2023 – 2025 — Armenia
About this series
When surrounded by existential threats, survival becomes the only clear priority, and healing, planning recedes into the background. What remains is a singular, urgent instinct: to protect your home, your land, your people.
The calendar now feels heavy. Each year is marked not just by seasons, but by memories — military assaults, war, displacement. Some days, especially September, feel like a psychological minefield. Memory doesn’t rest here. It pulls you back, forces you to relive what was never truly left behind.

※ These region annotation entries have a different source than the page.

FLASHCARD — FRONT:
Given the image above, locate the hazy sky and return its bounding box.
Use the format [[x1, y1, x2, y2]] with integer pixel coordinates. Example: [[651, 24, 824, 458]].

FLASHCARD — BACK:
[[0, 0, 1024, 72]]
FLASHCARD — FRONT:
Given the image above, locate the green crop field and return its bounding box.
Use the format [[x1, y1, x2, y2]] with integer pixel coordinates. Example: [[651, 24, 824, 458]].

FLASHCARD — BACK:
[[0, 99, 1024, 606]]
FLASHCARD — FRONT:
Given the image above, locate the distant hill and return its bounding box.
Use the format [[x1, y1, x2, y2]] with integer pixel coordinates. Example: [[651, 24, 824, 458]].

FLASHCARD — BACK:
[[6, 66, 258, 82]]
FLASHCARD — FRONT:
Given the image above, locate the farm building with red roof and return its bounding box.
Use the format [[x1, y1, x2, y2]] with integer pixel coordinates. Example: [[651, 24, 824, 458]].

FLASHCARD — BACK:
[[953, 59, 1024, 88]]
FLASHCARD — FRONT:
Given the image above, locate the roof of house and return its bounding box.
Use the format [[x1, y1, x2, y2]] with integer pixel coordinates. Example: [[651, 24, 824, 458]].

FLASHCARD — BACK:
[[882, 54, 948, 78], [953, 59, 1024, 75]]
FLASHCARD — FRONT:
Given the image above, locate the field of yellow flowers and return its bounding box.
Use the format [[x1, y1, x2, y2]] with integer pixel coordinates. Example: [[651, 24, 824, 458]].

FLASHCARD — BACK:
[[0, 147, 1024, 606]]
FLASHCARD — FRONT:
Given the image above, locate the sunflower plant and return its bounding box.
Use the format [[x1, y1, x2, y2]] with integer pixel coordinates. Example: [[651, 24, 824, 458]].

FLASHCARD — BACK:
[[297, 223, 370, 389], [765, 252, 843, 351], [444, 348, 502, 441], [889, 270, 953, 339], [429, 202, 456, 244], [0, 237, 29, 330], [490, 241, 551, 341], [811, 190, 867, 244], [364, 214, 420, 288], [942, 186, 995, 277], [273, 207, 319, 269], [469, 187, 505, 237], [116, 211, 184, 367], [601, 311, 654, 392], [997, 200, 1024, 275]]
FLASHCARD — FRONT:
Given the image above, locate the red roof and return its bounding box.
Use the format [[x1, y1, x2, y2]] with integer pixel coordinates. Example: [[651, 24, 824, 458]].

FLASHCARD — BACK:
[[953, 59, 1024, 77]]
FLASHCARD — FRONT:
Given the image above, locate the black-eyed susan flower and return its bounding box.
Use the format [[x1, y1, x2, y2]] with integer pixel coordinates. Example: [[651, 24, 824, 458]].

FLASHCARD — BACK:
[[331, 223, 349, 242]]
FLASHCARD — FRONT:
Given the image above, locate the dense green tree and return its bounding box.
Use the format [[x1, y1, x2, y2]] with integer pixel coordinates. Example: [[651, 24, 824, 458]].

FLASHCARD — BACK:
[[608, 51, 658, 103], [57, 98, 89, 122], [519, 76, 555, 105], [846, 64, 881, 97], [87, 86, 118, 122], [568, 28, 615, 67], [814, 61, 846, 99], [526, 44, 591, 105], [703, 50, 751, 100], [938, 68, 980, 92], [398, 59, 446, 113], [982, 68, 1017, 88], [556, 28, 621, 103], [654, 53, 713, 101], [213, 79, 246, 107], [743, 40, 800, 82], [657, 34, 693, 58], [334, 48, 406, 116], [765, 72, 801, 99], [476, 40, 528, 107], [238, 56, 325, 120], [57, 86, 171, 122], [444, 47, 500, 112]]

You learn to live with tension, but never in peace. The atmosphere stifles economic confidence, drives migration, and erodes any hope for normalcy. Peaceful life feels stolen from the South Caucasus, and peaceful coexistence seems like a distant dream. Yet, hope persists; it has not been outlawed.

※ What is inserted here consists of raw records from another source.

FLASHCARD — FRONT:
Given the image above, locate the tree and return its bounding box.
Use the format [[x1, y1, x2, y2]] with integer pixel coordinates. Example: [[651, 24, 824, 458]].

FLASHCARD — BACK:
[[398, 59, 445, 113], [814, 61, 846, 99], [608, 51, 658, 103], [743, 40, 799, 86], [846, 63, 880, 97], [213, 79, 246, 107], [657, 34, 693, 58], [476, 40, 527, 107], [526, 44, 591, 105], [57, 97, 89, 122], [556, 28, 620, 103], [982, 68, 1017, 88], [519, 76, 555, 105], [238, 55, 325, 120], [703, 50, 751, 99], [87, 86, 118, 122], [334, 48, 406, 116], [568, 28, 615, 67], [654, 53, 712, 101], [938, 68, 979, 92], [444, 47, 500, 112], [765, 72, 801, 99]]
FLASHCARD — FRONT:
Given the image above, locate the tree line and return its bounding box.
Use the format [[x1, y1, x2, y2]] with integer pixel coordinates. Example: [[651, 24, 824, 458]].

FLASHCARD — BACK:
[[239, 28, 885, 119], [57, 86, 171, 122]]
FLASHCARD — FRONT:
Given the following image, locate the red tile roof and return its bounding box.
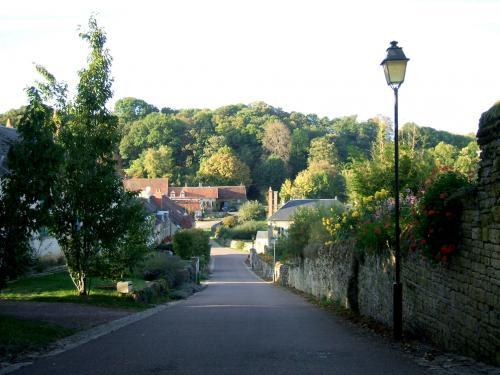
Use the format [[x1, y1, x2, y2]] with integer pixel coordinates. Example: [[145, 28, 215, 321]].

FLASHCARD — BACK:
[[123, 178, 168, 196], [219, 185, 247, 200], [168, 186, 219, 199]]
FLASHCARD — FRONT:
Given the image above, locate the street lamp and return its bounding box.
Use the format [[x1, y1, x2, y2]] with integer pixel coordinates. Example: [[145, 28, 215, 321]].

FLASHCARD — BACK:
[[380, 41, 409, 340]]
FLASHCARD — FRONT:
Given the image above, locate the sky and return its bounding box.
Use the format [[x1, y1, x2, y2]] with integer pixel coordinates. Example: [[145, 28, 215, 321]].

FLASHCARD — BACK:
[[0, 0, 500, 134]]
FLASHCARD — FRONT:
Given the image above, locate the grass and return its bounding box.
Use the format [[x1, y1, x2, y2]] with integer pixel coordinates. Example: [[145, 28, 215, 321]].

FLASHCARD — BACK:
[[0, 272, 150, 310], [0, 315, 76, 360]]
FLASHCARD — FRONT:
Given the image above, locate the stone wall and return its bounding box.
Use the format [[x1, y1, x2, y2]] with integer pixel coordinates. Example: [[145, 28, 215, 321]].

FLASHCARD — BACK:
[[278, 103, 500, 364]]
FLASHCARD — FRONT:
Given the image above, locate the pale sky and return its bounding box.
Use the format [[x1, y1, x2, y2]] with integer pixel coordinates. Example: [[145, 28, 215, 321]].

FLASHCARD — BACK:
[[0, 0, 500, 134]]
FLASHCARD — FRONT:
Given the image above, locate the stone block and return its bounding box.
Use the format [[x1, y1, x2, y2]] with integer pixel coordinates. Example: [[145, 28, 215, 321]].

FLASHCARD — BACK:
[[116, 281, 134, 294]]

Into this fractured landscape steps German photographer Jana Islinger, with quiet attention. After multiple visits to Armenia — listening, traveling, engaging — her work attempts to make visible what much of the world has overlooked. Her project, ‘It’s my wound because it’s pain for me’, offers a photographic portrait of a society shaped by trauma, shadowed by war, and held together by a complex blend of fear and resilience. Her images capture a sense of loss, pain, the weight of geopolitics, and the lives of ordinary people navigating a complex and often harsh reality. Armenia becomes visible not only as a site of conflict but as a place where longing and grief coexist —where the desire for peace survives, even when peace feels far away. – Arshaluys Barseghyan
Photographer: Jana Islinger
Nationality: German
Based in: Munich, Germany
Website: janaislinger.com
Instagram: @janaislinger
Jana Islinger (*1999) is a documentary photographer based in Munich, Germany. She studied photography at Munich University of Applied Sciences and at the Ostkreuzschule in Berlin and is represented by the laif agency.

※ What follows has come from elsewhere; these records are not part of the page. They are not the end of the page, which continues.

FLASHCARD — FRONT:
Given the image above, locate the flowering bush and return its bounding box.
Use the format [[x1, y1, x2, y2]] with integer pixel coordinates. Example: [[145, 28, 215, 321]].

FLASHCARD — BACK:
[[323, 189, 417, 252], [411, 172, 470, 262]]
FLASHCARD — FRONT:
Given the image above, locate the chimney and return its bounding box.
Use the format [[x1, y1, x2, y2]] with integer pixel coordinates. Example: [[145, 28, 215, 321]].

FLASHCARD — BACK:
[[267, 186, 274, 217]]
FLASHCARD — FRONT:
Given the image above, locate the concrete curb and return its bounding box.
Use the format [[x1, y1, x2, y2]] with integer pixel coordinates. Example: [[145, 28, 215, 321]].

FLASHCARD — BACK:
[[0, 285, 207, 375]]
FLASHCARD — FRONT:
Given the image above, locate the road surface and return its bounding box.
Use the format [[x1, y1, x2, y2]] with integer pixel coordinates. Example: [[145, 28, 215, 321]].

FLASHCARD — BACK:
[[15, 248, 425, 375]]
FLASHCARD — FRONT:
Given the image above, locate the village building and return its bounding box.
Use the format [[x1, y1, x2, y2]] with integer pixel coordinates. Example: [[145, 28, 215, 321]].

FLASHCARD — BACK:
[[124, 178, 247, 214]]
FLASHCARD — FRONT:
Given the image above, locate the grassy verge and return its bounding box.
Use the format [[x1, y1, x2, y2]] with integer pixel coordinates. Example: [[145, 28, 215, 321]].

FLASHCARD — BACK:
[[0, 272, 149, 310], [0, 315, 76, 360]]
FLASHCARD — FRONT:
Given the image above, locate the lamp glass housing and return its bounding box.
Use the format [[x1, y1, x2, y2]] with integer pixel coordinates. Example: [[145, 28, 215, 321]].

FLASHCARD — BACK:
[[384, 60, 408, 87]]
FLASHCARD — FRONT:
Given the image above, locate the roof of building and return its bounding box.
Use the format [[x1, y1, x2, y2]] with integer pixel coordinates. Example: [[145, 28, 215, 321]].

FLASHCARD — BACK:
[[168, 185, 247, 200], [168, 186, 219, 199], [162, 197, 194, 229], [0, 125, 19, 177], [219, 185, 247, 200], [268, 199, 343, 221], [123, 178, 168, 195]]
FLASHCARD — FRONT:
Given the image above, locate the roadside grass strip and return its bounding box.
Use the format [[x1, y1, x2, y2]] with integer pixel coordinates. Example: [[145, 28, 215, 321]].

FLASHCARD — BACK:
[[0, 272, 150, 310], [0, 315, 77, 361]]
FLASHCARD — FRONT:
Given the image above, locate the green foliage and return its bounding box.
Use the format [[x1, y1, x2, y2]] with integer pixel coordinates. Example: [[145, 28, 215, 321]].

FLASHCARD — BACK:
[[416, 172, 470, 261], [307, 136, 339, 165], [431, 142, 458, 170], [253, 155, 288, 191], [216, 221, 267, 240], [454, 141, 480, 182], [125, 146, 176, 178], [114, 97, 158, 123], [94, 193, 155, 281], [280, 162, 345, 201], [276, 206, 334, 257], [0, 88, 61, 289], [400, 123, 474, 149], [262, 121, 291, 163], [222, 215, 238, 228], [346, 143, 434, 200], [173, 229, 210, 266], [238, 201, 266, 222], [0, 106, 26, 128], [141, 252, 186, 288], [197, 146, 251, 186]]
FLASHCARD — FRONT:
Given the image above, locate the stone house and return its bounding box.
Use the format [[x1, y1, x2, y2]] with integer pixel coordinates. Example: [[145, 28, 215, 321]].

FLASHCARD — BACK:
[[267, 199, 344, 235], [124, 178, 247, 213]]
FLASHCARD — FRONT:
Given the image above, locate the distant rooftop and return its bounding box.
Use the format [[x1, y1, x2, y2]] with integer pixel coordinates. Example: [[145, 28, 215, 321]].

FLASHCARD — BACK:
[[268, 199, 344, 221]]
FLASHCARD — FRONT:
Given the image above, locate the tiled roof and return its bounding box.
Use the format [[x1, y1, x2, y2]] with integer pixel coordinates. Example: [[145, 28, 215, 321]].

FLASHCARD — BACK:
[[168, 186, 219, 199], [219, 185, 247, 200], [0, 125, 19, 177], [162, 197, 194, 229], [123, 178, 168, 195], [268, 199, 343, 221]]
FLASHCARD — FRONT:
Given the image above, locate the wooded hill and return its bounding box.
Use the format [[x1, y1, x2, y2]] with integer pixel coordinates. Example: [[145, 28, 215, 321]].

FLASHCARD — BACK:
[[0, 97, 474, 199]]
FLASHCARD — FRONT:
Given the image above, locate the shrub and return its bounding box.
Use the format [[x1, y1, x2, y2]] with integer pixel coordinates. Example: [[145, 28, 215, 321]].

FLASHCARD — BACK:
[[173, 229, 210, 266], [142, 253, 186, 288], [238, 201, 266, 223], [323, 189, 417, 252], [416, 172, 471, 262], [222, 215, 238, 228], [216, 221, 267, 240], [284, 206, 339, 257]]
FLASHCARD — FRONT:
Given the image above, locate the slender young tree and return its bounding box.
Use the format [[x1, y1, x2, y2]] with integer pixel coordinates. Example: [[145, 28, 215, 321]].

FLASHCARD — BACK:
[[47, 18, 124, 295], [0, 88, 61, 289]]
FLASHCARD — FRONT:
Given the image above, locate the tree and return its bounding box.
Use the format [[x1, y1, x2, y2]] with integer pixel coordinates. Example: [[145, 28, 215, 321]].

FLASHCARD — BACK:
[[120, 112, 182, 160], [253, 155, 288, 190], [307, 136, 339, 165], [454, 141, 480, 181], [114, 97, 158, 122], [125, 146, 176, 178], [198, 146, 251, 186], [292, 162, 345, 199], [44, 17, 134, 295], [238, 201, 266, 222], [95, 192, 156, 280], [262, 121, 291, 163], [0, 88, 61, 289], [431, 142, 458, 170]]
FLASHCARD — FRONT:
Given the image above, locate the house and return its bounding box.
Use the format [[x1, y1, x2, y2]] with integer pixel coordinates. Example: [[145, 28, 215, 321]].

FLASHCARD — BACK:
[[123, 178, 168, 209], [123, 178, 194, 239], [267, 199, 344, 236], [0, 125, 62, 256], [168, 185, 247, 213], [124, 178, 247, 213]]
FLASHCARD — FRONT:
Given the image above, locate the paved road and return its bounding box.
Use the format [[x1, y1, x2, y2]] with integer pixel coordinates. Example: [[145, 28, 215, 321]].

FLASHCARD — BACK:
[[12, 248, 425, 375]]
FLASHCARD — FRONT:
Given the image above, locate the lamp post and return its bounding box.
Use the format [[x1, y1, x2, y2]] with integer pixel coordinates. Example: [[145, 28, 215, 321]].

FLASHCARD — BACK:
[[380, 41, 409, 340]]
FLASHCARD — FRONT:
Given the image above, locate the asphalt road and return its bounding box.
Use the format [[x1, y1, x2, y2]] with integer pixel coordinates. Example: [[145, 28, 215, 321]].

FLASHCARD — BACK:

Taking a journalistic approach, she develops long-term projects examining social and geopolitical issues, focusing on identity, belonging, and power structures and their impact on individuals’ lives.
Her working method is based on intensive research, continuous observation, and proximity to people and topics. She is particularly interested in the multi-layered representation of social dynamics and individual perspectives within larger structures.
Islinger has received the Nikon Fotobus Grant and exhibited her work at the Les Rencontres d’Arles photography festival, among others.